Things worth including that most briefs skip: competitor claims you specifically want to counter. Customer objections you hear repeatedly. Product features or terminology that must be mentioned. Phrases your sales team uses that actually resonate. The specific version of a problem your product solves — not the generic industry version.
A writer can research your industry. They can't research what your sales calls sound like or which product names you're trying to emphasize this quarter. That internal context is what separates a usable first draft from one that needs heavy editing.
A Content Brief Template Guide You'll Actually Use
Here's what belongs in every brief, in roughly this order:
The job to be done: What should this article accomplish? What belief or behavior should change?
Who this is for: Specific enough to exclude people. Current situation, not just demographics.
What they need to know: The three to five points this article must make. Anything it should specifically avoid.
Brand voice specifics: Word choices, formality level, example sentences that demonstrate the tone.
SEO targets: Primary keyword, secondary keywords, search intent, any flexibility notes.
Internal context: Competitor positioning, customer objections, product terminology, anything a researcher couldn't find online.

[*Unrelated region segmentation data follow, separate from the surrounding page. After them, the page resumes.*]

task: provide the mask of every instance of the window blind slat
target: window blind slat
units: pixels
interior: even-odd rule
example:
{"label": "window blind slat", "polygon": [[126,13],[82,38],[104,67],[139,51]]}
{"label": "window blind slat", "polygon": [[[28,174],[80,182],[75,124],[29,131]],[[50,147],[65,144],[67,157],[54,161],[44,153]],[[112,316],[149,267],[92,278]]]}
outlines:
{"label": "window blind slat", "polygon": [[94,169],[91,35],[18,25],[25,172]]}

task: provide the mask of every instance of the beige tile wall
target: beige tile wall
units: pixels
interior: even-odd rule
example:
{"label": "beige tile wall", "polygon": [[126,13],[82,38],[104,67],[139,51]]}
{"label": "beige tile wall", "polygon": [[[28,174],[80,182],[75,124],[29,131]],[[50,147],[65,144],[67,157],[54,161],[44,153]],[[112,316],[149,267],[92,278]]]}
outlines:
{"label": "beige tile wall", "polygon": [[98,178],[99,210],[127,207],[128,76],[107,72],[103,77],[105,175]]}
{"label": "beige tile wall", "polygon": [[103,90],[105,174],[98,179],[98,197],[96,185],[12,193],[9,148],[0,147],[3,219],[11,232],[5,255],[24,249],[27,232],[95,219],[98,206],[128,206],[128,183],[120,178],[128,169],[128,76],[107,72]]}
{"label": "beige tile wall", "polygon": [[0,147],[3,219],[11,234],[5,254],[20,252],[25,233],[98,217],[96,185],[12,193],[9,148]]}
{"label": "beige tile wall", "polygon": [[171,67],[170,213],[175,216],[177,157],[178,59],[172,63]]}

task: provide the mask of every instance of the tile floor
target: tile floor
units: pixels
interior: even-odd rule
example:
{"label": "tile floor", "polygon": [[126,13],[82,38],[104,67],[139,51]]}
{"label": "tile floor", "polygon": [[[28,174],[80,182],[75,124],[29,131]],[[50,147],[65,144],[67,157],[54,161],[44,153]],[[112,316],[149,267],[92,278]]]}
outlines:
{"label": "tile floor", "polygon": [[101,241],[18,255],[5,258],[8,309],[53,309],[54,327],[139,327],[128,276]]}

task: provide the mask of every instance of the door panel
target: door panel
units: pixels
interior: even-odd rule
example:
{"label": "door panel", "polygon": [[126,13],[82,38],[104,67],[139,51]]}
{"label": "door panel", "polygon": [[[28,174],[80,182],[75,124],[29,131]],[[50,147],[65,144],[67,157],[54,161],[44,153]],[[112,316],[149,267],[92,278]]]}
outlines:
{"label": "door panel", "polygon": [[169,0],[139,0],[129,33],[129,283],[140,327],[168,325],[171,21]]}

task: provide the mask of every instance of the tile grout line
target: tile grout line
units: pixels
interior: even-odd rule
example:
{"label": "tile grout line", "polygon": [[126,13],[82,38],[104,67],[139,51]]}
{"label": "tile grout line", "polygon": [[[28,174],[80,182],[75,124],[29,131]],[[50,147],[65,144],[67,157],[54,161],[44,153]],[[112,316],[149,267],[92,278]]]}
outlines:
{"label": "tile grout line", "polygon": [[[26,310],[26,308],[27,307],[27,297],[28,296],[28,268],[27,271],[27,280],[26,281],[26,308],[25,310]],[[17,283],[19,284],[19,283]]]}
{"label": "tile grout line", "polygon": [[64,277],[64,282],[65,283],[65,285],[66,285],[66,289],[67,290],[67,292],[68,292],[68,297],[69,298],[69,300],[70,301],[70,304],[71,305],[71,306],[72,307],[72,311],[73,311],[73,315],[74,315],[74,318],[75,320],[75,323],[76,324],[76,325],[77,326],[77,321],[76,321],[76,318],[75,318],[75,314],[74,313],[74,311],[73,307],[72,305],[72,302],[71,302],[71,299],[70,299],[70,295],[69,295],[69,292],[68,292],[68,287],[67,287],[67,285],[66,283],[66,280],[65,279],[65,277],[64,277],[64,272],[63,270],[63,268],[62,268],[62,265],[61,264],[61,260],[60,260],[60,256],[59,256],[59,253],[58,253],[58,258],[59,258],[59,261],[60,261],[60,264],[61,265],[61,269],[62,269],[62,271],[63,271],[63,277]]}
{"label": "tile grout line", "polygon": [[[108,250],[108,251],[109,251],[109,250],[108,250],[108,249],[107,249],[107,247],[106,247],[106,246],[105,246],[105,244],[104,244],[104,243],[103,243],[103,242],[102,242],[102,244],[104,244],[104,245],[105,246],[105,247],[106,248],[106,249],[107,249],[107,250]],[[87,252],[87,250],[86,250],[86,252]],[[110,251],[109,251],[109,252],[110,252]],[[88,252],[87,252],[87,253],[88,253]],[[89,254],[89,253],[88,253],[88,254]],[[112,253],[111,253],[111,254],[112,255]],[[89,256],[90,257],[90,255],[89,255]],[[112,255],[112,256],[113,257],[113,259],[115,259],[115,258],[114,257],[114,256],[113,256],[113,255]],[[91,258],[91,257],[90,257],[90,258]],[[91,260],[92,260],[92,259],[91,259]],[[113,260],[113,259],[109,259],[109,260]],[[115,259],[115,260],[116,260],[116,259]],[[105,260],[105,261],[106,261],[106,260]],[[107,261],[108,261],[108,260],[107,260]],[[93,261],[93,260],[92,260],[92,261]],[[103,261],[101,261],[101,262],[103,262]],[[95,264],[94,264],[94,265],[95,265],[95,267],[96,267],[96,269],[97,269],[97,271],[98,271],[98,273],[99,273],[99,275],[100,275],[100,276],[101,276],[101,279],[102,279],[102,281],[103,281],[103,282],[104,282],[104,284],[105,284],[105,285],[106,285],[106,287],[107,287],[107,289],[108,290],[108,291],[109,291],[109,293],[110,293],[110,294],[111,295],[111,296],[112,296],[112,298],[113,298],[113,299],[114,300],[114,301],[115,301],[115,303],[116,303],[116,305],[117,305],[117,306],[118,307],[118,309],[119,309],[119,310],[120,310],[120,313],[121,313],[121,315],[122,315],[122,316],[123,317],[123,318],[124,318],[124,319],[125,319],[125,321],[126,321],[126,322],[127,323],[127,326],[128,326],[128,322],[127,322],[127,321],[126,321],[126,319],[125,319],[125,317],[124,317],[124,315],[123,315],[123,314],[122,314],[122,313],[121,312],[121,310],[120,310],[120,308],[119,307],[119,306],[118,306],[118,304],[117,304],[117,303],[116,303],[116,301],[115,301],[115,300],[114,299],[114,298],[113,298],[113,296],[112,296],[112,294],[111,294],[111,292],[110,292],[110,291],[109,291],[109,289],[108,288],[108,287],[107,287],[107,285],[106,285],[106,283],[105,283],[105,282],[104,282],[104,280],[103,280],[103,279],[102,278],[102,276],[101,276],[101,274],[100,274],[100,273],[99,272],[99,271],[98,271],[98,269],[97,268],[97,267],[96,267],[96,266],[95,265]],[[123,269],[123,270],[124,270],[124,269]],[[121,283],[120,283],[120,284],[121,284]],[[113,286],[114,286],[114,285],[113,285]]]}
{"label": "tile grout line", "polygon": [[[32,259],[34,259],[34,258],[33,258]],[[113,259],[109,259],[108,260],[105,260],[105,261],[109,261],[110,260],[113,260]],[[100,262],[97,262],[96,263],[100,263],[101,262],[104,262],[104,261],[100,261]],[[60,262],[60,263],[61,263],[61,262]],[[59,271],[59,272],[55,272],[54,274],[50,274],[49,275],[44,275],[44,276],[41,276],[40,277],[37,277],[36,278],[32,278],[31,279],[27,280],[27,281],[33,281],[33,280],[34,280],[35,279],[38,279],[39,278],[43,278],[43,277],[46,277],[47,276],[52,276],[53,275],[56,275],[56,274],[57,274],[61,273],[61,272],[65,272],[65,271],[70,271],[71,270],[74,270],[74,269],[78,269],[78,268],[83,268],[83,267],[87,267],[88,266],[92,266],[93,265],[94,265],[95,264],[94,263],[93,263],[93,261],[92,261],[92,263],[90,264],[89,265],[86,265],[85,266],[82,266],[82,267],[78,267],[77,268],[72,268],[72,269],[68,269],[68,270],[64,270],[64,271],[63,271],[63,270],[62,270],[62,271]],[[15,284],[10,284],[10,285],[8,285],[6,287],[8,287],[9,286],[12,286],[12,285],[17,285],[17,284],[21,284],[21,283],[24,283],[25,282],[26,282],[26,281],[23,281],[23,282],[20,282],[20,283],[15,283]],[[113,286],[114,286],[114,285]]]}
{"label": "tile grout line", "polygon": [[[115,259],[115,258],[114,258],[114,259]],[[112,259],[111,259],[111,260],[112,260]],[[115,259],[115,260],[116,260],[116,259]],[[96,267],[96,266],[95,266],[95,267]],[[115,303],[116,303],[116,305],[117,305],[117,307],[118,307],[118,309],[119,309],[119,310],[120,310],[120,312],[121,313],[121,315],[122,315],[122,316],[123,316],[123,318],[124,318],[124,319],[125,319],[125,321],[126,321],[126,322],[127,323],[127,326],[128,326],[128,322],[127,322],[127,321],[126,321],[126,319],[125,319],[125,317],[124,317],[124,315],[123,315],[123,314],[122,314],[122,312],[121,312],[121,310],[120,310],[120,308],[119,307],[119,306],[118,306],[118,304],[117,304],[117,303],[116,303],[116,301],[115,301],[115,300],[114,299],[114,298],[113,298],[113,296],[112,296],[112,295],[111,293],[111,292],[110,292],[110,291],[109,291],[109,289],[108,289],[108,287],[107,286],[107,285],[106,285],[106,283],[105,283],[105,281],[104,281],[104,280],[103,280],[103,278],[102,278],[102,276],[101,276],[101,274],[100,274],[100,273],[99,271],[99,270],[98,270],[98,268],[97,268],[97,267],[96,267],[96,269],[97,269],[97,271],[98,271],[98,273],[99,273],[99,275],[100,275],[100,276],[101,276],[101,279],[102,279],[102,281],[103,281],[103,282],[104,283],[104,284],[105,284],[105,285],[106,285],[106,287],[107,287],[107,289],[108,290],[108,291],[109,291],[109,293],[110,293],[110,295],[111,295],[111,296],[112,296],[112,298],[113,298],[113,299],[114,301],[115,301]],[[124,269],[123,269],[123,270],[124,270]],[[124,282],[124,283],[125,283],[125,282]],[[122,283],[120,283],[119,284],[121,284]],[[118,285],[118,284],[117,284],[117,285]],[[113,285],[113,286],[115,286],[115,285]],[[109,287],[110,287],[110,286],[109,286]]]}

Logistics: Word count, deadline, format requirements, where it will be published.
That's it. A brief this specific takes maybe 20 minutes longer to write than a vague one. It saves hours on the back end.
When the Brief Is Good but the Output Still Misses
Sometimes the brief is solid and the article still sounds generic. That's usually a research problem — the writer didn't spend enough time absorbing how your company actually communicates. This is exactly the gap BrandDraft AI was built for — it reads your website before generating anything, so the output uses your actual product names, terminology, and positioning instead of industry defaults.
But no tool fixes a bad brief. If the brief doesn't contain the context that makes your business different from competitors, nothing downstream can recover it. The specificity has to start at the source.
A brief isn't a formality you complete to hand off the work. It's where you decide, precisely, what you want — so someone else can actually deliver it.